Face masks emblazoned with the Southern League outfit’s logo can be picked up for just 1,200 yen, or £9.11, on the official Pega Pega website, and plans are in place to soon bring them to the United Kingdom.
“The long-term idea is things like t-shirts with Taunton Town branding, selling them for profit and donating to the club,” Mabley continued. With these face masks, because they’re quite a small unit price for each, with the first batch we want to donate 50 or 100 to Taunton Town, which they can sell and it wouldn’t have cost them a penny. From what I’ve heard, there’s been quite a bit of interest among fans and people around the club, so who knows – maybe we will be making more in the near future as well?”

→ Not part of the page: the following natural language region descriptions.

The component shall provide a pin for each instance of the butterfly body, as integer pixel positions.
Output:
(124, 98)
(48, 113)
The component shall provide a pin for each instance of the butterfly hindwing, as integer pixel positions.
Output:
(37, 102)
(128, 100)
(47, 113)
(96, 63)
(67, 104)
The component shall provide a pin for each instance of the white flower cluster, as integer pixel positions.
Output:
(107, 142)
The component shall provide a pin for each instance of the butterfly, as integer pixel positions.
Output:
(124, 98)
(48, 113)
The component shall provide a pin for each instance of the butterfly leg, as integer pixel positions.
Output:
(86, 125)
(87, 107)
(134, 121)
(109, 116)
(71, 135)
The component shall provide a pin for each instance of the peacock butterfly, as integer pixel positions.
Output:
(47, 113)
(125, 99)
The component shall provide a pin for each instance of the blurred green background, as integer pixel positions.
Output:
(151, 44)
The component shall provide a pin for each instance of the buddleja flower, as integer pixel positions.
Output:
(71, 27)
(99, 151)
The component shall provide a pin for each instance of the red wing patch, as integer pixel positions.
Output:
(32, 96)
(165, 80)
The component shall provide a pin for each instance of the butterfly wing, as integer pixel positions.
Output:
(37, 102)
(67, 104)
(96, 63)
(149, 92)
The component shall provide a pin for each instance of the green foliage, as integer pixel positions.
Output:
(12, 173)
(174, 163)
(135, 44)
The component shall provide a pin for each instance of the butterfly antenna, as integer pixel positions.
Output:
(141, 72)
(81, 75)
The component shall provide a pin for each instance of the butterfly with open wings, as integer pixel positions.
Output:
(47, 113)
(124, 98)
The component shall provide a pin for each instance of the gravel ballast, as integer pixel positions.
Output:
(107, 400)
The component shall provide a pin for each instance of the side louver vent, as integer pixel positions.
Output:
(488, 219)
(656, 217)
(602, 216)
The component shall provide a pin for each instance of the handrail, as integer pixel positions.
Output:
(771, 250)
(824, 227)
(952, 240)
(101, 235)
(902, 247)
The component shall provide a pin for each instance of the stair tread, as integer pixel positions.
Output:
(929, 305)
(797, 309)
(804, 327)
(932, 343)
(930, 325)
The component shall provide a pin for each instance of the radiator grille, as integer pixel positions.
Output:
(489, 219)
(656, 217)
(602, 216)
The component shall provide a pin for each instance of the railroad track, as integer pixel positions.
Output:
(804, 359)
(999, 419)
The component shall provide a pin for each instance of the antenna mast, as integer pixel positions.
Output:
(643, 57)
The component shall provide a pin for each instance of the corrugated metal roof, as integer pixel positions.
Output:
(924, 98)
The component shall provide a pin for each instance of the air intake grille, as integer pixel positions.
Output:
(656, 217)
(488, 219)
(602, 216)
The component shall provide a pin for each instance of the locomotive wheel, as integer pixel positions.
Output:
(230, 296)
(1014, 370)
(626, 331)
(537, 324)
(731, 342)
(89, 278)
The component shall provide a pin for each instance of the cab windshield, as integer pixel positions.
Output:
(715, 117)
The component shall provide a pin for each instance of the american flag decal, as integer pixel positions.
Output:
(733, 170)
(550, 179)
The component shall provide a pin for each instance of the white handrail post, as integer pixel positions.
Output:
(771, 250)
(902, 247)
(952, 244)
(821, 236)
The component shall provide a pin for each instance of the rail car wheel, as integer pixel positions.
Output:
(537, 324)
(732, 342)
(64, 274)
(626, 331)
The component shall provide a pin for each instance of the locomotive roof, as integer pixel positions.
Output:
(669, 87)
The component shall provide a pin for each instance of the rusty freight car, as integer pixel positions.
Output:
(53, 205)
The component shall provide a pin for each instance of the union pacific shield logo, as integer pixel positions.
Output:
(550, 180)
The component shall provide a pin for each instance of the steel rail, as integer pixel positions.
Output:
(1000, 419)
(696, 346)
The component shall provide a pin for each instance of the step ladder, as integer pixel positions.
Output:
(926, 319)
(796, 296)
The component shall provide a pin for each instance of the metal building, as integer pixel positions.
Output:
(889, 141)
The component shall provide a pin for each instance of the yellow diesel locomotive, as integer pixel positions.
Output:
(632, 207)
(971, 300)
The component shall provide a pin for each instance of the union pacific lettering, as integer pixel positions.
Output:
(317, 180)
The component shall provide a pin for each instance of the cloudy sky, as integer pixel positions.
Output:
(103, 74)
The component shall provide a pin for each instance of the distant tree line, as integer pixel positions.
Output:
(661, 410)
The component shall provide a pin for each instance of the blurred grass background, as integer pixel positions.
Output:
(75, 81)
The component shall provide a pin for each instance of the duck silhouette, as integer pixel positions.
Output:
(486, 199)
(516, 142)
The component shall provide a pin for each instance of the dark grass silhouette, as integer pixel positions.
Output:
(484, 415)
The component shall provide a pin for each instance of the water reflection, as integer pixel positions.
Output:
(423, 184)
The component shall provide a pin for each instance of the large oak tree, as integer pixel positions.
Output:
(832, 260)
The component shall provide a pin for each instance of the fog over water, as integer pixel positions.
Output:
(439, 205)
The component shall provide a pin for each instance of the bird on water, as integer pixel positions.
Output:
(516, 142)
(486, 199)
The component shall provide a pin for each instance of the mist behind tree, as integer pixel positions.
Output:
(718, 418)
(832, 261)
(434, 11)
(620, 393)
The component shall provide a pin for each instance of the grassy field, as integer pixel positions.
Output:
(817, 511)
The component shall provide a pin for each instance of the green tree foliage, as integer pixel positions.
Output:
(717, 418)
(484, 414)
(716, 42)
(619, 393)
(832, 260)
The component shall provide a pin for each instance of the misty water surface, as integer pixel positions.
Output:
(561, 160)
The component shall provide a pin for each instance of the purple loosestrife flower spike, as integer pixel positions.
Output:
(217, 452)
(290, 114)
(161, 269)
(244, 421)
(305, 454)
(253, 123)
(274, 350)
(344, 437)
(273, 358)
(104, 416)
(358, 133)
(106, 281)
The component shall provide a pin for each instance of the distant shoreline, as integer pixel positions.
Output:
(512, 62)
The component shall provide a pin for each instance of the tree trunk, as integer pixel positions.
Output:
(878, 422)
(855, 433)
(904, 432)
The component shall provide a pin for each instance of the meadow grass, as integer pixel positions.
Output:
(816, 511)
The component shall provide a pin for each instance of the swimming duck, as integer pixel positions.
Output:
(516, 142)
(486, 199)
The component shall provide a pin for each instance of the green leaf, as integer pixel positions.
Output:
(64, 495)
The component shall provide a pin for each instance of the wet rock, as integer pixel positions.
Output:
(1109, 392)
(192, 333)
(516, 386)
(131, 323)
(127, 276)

Taunton’s link with the Land of the Rising Sun is not a new one, having been spear-headed by Mabley. As the voice of British football for most Japanese viewers, the Blackbrook emigre has worked hard to introduce the Peacocks to football fans, going so far as to wear a Taunton shirt while presenting his shows.
He explained: “I’m basically abusing my position, to get Taunton on TV as much as possible! My work philosophy on the Premier League is that I don’t like to just talk about the top six clubs, I talk about all 20 as well as the pyramid below and the system below that.
“It’s great for me because it’s my club, but the stories there give a case study to Japanese viewers, if you will, of football away from the professional leagues where you still have amazing people who are really proud about their work. It is a story people in Japan tend to like and I’m allowed to run with it.
“I would estimate, and this is a very basic barometer, that Taunton Town has more followers in Japan than any club below League One. People know about Taunton – it has its own Japanese Wikipedia page, which isn’t particularly common at that level! I’ve said it enough times on air that I don’t have to explain what I’m talking about and Taunton Town is part of the football vernacular here. There’s even been a small number of Japanese people who have told me they have been to Taunton and watched a game, because they’ve heard me talking about it. That’s good enough for me!”